The Mudcat Café TM
Thread #8460   Message #1052711
Posted By: Joe Offer
12-Nov-03 - 05:13 PM
Thread Name: Origins: Good Ship Kangaroo
Subject: ADD Version: Aboard the Kangaroo
This is the first of the two versions from Stanley Slade, from Stan Hugill's Shanties from the Seven Seas. This one is about the same as what Charley Noble posted above, but I thought I'd inclued this one since it's from a documented source.

ABOARD THE KANGAROO

1. Once I was a waterman an' lived a life of ease
But now I am a mariner ploughing the angry seas

CHORUS
I never thought she would be false
Or ever prove untrue
As we sailed away from Bristol quay
On board of the Kangaroo


2. I thought I'd like seafarin' life, so I bid my love adieu,
And sailed away as bosun's mate, aboard of the Kangaroo.

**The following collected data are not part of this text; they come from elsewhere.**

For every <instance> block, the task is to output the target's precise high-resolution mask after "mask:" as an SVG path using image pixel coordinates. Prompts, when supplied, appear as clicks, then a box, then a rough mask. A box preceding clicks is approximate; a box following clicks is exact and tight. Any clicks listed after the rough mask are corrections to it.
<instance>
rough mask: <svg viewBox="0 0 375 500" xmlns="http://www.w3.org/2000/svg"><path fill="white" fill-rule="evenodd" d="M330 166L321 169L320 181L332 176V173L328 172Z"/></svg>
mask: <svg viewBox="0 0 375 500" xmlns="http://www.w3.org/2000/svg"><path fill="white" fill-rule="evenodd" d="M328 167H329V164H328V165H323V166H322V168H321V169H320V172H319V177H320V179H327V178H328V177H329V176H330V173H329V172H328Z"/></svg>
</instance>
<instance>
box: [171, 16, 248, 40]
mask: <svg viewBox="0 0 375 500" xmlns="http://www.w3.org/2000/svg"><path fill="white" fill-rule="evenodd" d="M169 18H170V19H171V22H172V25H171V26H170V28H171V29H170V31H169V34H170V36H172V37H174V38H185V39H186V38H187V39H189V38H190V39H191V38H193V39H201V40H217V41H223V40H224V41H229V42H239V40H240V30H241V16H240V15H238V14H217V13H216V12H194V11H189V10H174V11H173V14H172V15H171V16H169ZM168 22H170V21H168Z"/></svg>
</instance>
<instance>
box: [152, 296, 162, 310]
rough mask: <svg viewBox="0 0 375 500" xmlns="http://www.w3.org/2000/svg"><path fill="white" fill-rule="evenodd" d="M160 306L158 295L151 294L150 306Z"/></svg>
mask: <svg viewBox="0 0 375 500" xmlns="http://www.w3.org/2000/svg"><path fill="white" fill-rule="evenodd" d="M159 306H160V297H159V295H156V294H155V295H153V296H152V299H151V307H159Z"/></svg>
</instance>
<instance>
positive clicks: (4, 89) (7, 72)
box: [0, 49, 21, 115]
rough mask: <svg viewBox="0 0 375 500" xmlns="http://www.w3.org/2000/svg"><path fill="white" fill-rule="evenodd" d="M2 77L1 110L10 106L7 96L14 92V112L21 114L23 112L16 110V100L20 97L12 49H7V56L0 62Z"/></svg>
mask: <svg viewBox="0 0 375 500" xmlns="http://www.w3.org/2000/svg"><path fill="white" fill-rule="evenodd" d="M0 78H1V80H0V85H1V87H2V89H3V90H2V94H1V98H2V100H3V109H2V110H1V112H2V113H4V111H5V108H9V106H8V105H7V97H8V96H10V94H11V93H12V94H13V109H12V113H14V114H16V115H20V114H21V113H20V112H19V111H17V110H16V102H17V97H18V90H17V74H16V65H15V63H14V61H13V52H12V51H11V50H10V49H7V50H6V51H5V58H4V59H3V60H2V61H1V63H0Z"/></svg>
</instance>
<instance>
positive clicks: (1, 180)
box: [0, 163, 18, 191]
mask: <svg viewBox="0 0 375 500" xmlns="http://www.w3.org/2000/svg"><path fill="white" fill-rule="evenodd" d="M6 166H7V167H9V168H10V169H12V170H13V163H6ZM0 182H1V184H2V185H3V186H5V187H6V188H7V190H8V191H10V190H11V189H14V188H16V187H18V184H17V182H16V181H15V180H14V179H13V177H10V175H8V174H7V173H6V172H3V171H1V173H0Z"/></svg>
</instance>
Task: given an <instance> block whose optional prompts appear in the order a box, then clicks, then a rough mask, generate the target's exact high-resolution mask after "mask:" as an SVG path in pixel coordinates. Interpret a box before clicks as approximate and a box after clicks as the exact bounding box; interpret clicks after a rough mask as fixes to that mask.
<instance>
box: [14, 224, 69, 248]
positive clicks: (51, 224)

3. You would not say it was her wealth that stole me heart away,
She was starcher at a launderer's for eighteen-pence a day.

4. My love she was no foolish girl, her age it was two-score,
My love she was no spinster, she'd been married twice before.

5. Paid off I sought her dwelling 'way on Bristol Down,
Where an ancient dame upon a line was hangin' out her gown.

6. 'Where is my love?' 'She's married, sir, about six months ago,
To a smart young man who's commander of a barge that trades in
coal.

7. Farewell to dreams of married life, to soapsuds and the blue,
Farewell to all the Bristol gals, they're fickle-minded too.

8. I'll seek some distant foreign clime, no longer will I stay,
An' on some Chinese Hottentot I'll throw this life away!


from Hugill's notes: As to the name of the ship Mr. Slade writes: 'There was a schooner named Kangaroo, 84 registered tons, built at Douglas in 1867, and owned by Mrs. Eleanor Qualtrough of Douglas, I.O.M. There were also two others, one owned in Halifax, N.S., and one in St. John's, New foundland.' There was a sailing steamer also named Kangaroo.

Click to play



There are two full versions, some tunes, and a fragment in the Greig-Duncan Folk Song Collection. I'll post the lyrics an tune if anybody wants them, but they're more-or-less the same as the two Hugill versions.